Philippines: GDP growth accelerates sharply in Q3
According to a preliminary estimate, GDP growth sped up markedly to 5.9% year on year in the third quarter, from 4.3% in Q2. Q3’s reading marked the strongest increase since Q4 2021 and beat market expectations by a significant margin.
On a seasonally adjusted quarter-on-quarter basis, economic growth rebounded, expanding 3.3% in Q3, following the previous quarter’s 0.7% drop.
Recovering public spending and stronger investment growth drove the acceleration. Government consumption bounced back, growing 6.7% in Q3, as the authorities compensated for underspending in the first half of the year (Q2: -7.1% yoy). Moreover, fixed investment growth improved to 7.9% in Q3 from 4.0% in the prior quarter, supported by public infrastructure projects. Less positively, household spending growth fell to 5.0% in Q3, marking the weakest expansion since Q1 2021 (Q2: +5.5% yoy).
On the external front, exports of goods and services increased 2.6% on an annual basis in the third quarter, which was below the second quarter’s 4.4% expansion. Meanwhile, imports of goods and services deteriorated in line with moderating private spending, contracting 1.3% in Q3 (Q2: +0.2% yoy).

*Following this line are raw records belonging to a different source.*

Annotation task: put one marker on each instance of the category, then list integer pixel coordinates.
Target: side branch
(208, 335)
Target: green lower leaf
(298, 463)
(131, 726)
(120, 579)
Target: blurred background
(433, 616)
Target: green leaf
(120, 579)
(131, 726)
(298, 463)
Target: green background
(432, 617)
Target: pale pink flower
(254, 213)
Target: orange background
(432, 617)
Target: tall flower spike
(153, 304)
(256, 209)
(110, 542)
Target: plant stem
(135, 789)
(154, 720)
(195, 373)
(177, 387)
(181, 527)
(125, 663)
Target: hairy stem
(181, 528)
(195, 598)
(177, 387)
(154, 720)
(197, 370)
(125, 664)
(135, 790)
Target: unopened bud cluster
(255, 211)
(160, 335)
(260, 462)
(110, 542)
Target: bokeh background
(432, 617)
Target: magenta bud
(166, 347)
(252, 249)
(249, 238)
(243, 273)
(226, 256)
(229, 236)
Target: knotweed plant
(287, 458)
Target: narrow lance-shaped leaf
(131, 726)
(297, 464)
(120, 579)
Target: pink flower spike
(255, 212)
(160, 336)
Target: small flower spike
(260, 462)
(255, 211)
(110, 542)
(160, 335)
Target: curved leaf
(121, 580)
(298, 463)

The economy is set to slow from Q3’s acceleration in Q4 before picking up speed again in 2024. Lackluster household spending will cap the expansion in Q4 2023, but robust public expenditure should limit the slowdown. Our panel sees domestic demand picking up next year, with government spending growth in particular set to accelerate nearly fivefold from this year’s forecast. Moreover, the external sector should regain speed in 2024, as foreign demand strengthens and the downturn in the global electronics sector eases. Tighter-for-longer global monetary conditions, a stronger-than-expected El Niño weather event and unexpectedly sluggish growth in China pose downside risks.

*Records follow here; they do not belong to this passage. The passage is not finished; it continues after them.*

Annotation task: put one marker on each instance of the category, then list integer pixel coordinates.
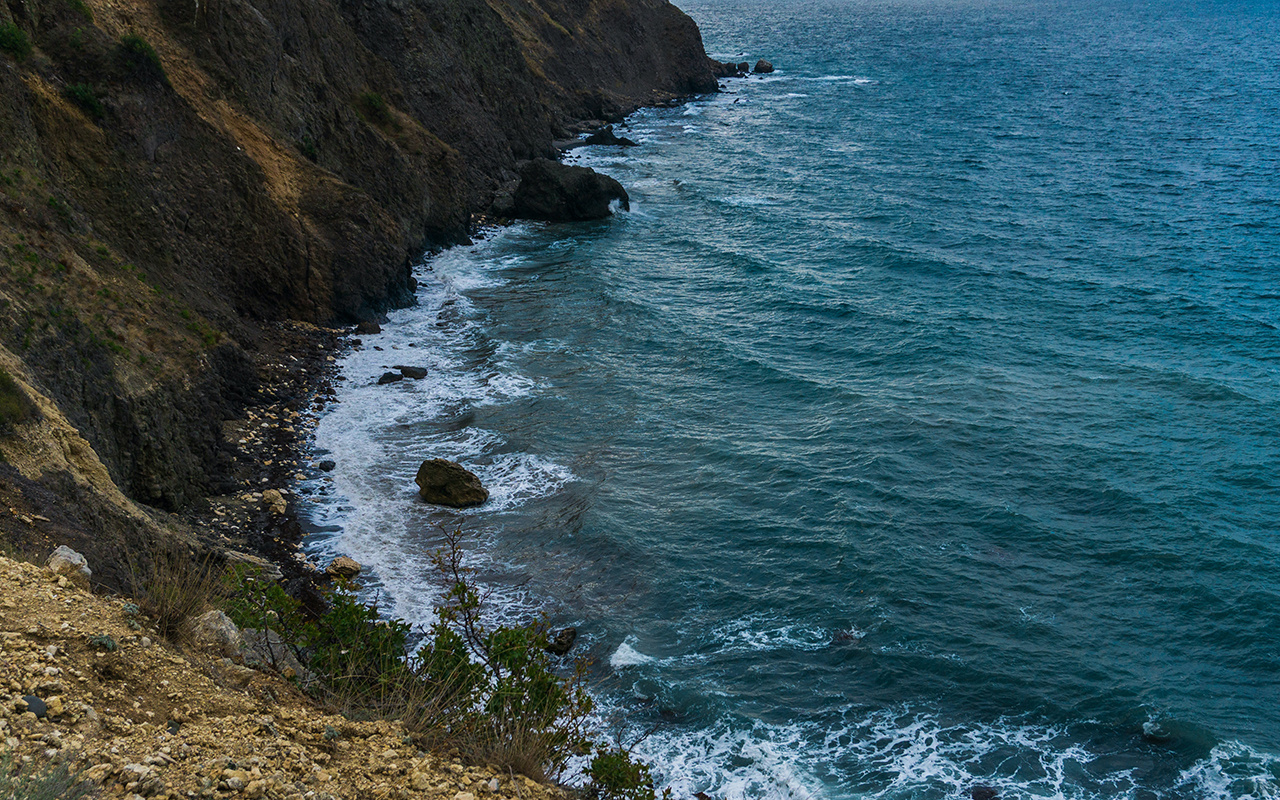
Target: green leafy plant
(615, 775)
(82, 9)
(86, 100)
(14, 41)
(374, 109)
(140, 60)
(14, 405)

Euben Paracuelles, analyst at Nomura, commented on the outlook for the current quarter and next year:
“We maintain our GDP growth forecasts of 5.2% in 2023 and 5.8% in 2024, below the government’s range of 6-7%. Our forecast pencils in slower momentum to return in Q4 2023, as we think private consumption growth will continue to soften due to weakening household sentiment, as was evident in today’s data […]. The modest improvement we expect next year reflects our views that the government’s implementation of infrastructure projects will gain momentum and that external demand, including for electronics exports, will improve somewhat.”